# sub main and economy 7



## tin tin (Nov 7, 2010)

Hello ladies and gents,

This is my first post as i new to the site and just looking for some advice.

I am used to working on new builds with gas, but my potential next job is a house conversion to three flats with electric throughout. There will be a 3 phase supply with an extra fuse for a landlords supply in a cupboard on the bottom floor. Normally this would mean tails from the meter to a switch fuse and then a sub-main up to each flats c/u. My question is if the customer decides to have economy 7 or similar would i have to run a second sub-main for the off peak supply? 

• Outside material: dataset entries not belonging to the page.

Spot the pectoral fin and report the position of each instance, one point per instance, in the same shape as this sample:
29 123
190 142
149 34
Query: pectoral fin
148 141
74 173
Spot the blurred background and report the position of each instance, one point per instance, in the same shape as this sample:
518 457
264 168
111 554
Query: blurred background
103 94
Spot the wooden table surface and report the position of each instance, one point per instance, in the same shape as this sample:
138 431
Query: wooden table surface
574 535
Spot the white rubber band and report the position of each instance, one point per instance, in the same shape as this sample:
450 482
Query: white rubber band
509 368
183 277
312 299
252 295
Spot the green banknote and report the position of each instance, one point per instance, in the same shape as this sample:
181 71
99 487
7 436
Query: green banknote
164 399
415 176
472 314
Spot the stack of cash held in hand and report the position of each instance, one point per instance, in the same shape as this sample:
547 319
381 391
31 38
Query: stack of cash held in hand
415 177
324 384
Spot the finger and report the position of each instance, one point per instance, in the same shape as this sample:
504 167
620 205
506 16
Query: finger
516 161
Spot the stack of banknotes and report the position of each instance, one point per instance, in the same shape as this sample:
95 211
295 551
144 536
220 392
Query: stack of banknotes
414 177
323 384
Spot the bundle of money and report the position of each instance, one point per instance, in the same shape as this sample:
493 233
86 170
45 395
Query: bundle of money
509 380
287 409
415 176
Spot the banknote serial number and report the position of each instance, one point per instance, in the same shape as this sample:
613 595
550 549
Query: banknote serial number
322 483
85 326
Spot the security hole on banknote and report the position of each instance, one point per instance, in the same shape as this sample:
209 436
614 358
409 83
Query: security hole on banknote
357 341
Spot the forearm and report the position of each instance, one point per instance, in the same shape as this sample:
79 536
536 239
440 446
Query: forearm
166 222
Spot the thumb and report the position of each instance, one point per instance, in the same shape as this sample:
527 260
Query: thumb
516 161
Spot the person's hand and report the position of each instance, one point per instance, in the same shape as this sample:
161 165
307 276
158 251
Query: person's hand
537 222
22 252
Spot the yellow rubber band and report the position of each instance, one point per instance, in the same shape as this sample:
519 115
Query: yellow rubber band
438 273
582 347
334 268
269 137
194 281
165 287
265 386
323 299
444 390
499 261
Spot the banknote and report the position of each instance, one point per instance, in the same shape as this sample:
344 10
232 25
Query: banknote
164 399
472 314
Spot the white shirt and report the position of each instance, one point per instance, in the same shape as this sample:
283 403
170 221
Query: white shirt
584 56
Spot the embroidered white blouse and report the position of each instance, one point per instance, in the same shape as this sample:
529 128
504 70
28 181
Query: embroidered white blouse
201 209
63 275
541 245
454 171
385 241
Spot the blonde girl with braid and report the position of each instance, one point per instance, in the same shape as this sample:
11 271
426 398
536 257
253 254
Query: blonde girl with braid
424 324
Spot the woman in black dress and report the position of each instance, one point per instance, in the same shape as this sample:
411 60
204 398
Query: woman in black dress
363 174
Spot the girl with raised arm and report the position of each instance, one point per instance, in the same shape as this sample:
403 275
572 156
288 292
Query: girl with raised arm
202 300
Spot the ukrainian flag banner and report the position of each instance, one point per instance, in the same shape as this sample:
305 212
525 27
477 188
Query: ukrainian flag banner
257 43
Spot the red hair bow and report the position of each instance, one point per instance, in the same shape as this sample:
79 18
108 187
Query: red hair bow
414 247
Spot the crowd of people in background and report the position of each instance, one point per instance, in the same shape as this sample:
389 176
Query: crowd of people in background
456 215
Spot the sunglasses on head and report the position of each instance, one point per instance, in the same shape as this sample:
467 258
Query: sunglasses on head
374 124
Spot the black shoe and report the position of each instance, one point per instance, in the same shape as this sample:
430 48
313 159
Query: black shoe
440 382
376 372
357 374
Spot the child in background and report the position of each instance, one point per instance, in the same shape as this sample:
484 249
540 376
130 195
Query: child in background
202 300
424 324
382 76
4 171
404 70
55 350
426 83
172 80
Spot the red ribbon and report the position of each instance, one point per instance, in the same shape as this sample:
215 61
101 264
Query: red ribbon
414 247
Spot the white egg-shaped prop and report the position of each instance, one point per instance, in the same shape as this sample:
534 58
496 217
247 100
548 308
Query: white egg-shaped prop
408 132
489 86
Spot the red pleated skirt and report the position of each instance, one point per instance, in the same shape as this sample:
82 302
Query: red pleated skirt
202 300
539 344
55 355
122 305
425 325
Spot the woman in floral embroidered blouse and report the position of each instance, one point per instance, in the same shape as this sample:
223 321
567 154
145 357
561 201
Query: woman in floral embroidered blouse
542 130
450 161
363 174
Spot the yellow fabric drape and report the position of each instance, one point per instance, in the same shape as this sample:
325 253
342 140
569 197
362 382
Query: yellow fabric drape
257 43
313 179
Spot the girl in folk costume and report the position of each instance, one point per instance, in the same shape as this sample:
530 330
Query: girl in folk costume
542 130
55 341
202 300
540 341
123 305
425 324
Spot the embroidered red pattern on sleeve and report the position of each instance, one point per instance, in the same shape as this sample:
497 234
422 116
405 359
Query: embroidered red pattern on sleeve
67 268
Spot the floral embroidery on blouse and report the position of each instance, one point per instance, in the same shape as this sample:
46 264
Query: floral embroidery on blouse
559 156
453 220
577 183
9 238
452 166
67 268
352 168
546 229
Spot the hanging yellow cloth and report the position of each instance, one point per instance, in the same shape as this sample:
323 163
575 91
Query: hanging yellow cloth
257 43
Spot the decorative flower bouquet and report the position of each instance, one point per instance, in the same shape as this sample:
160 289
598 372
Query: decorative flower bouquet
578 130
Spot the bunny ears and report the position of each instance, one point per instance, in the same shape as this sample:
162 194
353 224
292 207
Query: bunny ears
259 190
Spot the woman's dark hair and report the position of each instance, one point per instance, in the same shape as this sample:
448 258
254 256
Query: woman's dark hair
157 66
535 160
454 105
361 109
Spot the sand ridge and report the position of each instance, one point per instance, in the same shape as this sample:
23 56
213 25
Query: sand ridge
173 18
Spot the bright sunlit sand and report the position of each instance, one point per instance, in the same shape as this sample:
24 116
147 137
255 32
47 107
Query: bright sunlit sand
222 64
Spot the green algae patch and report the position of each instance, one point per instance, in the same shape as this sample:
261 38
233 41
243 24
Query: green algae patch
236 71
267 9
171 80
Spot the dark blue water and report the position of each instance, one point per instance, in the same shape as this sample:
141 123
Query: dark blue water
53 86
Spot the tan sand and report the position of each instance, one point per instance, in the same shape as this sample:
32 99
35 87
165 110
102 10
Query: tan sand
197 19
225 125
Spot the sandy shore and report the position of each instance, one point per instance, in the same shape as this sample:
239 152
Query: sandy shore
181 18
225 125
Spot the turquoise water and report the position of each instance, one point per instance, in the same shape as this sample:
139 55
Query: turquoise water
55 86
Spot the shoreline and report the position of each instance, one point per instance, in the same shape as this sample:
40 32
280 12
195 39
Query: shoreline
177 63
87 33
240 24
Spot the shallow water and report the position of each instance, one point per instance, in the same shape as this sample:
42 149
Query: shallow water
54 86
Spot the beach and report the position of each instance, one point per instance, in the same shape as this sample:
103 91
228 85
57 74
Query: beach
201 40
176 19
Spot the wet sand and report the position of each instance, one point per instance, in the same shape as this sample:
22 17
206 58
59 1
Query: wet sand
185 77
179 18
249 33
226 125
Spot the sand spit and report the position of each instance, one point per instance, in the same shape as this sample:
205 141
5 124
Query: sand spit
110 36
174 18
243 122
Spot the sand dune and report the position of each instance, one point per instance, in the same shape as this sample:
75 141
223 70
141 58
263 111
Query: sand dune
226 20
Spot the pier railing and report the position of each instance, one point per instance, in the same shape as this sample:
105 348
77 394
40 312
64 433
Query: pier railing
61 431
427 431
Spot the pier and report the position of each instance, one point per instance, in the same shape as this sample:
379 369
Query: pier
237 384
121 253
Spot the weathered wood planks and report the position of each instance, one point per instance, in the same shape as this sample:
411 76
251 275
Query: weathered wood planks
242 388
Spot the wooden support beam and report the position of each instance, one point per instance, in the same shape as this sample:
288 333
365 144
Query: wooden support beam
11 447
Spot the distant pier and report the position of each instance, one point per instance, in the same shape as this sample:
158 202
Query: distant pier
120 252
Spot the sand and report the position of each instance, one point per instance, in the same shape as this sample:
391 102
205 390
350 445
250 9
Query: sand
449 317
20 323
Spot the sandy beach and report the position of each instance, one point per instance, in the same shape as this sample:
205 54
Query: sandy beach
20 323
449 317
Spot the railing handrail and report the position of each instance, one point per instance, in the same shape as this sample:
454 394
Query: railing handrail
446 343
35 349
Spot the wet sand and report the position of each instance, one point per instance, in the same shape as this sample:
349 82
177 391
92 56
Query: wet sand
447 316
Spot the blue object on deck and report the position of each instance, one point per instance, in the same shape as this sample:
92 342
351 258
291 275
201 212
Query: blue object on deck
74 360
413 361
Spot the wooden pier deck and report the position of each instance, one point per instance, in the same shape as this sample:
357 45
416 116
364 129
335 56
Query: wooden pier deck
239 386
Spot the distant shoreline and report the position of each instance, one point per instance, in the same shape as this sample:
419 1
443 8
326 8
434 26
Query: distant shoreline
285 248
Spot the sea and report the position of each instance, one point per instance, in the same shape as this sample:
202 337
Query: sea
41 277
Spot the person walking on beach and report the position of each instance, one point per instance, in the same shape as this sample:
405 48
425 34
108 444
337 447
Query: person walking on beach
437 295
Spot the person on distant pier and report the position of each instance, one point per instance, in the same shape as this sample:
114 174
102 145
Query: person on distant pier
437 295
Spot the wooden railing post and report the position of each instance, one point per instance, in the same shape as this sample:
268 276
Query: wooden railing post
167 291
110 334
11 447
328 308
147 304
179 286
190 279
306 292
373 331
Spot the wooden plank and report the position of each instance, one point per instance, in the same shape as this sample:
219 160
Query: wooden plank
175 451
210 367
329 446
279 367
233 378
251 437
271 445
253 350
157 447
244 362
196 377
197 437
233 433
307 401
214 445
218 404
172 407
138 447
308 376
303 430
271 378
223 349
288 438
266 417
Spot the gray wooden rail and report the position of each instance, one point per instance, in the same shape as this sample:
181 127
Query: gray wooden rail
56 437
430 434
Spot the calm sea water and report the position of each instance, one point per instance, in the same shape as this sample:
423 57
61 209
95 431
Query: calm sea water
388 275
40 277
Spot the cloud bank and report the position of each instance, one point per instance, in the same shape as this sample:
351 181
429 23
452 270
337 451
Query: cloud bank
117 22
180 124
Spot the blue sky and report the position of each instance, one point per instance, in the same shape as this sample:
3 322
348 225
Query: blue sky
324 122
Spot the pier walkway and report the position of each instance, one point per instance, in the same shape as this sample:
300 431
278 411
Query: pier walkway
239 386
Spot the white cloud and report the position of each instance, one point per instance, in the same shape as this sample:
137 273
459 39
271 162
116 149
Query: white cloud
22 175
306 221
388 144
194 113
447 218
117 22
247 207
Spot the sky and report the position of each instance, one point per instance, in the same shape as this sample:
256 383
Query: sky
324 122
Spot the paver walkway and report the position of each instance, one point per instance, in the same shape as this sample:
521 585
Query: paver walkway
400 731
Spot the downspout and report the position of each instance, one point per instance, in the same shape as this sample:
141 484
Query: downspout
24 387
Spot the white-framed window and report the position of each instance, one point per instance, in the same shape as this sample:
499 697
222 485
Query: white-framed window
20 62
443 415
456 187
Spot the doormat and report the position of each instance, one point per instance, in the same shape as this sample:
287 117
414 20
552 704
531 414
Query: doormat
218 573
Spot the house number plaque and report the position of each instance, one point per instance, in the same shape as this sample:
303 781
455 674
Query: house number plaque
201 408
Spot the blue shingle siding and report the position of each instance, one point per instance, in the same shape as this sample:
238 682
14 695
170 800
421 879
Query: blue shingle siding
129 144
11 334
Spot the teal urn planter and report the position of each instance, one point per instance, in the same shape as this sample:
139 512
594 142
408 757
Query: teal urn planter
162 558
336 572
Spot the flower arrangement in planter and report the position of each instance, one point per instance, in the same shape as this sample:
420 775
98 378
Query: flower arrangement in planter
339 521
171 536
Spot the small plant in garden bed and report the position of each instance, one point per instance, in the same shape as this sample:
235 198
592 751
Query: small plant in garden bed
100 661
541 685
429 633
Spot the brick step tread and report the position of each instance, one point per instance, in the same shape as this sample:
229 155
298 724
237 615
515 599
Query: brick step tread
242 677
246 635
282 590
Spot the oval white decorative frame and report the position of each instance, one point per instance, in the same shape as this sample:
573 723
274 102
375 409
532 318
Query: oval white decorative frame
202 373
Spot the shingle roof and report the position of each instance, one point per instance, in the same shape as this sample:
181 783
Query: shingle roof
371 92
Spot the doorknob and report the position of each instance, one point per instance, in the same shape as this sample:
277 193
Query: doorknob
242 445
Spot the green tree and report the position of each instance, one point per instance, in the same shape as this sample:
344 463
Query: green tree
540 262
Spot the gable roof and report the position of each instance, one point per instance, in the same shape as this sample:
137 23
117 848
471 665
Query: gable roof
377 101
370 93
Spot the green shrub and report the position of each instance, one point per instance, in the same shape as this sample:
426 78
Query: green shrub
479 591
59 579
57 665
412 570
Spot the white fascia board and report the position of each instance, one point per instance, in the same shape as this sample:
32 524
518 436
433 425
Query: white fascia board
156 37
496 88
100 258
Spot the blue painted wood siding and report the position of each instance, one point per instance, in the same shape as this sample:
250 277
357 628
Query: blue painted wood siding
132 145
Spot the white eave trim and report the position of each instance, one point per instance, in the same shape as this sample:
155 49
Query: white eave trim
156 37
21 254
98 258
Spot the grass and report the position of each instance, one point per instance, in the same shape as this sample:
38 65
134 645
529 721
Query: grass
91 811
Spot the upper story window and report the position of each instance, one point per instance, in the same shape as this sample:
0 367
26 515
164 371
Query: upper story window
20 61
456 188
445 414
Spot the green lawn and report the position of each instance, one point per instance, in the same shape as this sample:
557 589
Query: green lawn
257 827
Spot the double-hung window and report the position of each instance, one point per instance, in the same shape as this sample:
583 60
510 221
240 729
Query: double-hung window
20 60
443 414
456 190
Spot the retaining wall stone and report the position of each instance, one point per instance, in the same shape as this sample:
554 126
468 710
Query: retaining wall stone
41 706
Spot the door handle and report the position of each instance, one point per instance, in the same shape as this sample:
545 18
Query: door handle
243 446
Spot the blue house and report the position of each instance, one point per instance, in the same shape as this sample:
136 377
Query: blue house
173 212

My original planning was to have two C/u in the flats and have the heating and immersion on seperate board incase of future upgrade,splitting the supply with a henly block. They are not wanting storage heaters.


----------



## Docara (May 6, 2009)

Hi TinTIn

Think about it!!!

Economy 7 is a tariff - not a supply

So......You have to put in two meters (per flat) one for each tariff and I think a timeclock floats around in their somewhere but it's been so long since I installed E7 I cant quite remember for sure - sorry!!

Try giving the metering supplier a ring eg EDF,EON etc.

Cheers


----------



## frank (Feb 6, 2007)

Tin TIn


Install just one sub main to each flat. The metering will take place at the switch fuse level.As Dacora mentions - economy 7 etc is just a tarrif. The electricity Co will adjust their incomers to a meter that will accept any additional tails you have installed for a seperate c/u to feed off peak heating and or 'White meter' tarrifs.


Frank


----------



## Dennis Alwon (May 9, 2009)

This thread is from 11/7/2010


----------



## Trimix-leccy (Dec 4, 2007)

Dennis Alwon said:


> This thread is from 11/7/2010



lets just hope he hasn't been sat waiting for the answer:whistling2:


----------